En Centrafrique, le Bloc républicain pour la défense de la Constitution (BRDC) porte un regard sévère sur les six premiers mois du nouveau mandat de Faustin-Archange Touadéra. La plateforme d’opposition dénonce notamment le manque de services sociaux de base, les faibles perspectives économiques et le non-respect, selon elle, de certaines décisions du Conseil constitutionnel.

Le BRDC dénonce les difficultés économiques et sociales

Lors d’une conférence de presse tenue vendredi 11 septembre, le porte-parole du BRDC, Martin Ziguélé, a vivement critiqué l’action du gouvernement.

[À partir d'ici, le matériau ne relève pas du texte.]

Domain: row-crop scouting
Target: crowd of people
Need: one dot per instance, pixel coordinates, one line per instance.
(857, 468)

Selon l’opposant, les autorités ne parviennent pas à répondre aux difficultés auxquelles les Centrafricains font face au quotidien. Le BRDC pointe notamment l’insuffisance des services sociaux de base et le manque d’opportunités économiques.

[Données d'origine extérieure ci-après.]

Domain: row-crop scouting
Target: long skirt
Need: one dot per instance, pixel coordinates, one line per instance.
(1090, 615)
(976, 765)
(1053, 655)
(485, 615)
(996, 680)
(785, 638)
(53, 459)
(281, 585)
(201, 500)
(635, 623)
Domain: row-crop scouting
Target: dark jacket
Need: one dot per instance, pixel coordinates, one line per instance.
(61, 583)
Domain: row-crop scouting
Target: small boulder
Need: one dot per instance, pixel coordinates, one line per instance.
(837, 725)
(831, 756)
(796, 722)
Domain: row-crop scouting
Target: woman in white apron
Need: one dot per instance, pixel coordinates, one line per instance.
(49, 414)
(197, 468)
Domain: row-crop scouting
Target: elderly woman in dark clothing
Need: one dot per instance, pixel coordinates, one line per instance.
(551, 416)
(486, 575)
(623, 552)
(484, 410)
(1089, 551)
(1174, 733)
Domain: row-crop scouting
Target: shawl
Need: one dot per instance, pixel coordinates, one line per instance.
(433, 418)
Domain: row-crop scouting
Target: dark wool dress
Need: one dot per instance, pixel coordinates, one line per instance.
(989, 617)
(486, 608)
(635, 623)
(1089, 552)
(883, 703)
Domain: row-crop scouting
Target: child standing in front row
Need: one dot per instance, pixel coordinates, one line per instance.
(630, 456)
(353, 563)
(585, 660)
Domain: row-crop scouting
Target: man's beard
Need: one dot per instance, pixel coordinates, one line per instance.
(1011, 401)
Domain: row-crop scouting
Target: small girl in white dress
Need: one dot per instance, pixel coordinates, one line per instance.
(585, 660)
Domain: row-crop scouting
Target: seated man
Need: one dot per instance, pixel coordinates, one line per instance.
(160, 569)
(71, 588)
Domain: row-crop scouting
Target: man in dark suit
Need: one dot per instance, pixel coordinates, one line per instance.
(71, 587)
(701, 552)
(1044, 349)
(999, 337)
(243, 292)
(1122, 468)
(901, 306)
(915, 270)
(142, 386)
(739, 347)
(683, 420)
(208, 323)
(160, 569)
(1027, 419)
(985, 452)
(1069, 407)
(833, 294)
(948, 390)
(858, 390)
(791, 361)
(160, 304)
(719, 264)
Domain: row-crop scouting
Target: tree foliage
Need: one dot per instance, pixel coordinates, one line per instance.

Par ailleurs, la plateforme d’opposition s’interroge sur les retombées financières de l’exploitation des ressources minières, notamment de l’or.

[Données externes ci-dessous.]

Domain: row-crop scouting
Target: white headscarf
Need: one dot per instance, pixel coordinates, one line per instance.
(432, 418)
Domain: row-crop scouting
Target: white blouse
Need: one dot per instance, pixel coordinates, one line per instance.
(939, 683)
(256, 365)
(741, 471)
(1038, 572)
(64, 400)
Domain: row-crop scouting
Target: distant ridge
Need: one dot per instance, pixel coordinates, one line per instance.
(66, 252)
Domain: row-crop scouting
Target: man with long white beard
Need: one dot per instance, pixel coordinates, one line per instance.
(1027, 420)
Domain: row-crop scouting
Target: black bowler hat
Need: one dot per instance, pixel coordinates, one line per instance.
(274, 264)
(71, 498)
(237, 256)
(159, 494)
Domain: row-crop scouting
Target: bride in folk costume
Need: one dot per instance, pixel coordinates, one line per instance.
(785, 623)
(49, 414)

Le BRDC interpelle le gouvernement sur les revenus de l’or

Martin Ziguélé a notamment demandé des explications au gouvernement sur les recettes fiscales générées par l’exploitation aurifère.

Selon lui, le secteur minier aurait connu une forte croissance en 2025 et 2026, avec l’attribution de plus d’une centaine de permis miniers et le développement de plusieurs exploitations.

Le porte-parole du BRDC estime que la valeur annuelle des exportations d’or centrafricain pourrait dépasser 300 milliards de francs CFA. Il s’étonne toutefois que les recettes fiscales et douanières tirées de ce secteur restent inférieures à 5 milliards de francs CFA, selon les chiffres qu’il avance.

Face à cet écart, Martin Ziguélé demande au président Touadéra et à son gouvernement de clarifier la situation et d’expliquer aux Centrafricains comment l’État répartit les revenus issus de l’exploitation de l’or.

Des interrogations sur la mine de Ndassima

Le porte-parole du BRDC s’est également attardé sur le cas du gisement d’or de Ndassima.

La plateforme d’opposition demande notamment aux autorités d’identifier clairement l’exploitant de cette mine et de rendre publiques les informations relatives à son cadre légal et réglementaire.

Le BRDC souhaite également connaître le rendement fiscal de Ndassima ainsi que les recettes effectivement reversées au Trésor public centrafricain.

Touadéra défend un bilan positif

Face aux critiques de l’opposition, Faustin-Archange Touadéra présente une tout autre lecture de son bilan.

Dans une déclaration prononcée le 13 août, à l’occasion de la célébration de l’indépendance de la Centrafrique, le chef de l’État a mis en avant les progrès réalisés depuis son arrivée au pouvoir en 2016.

Il a notamment cité les avancées enregistrées dans les secteurs de la sécurité, de la santé, de l’énergie et de l’éducation.

Toutefois, le gouvernement reconnaît lui-même que le pays doit encore relever de nombreux défis. Cette reconnaissance nourrit ainsi le débat entre le pouvoir et l’opposition sur les résultats des premiers mois du nouveau mandat présidentiel.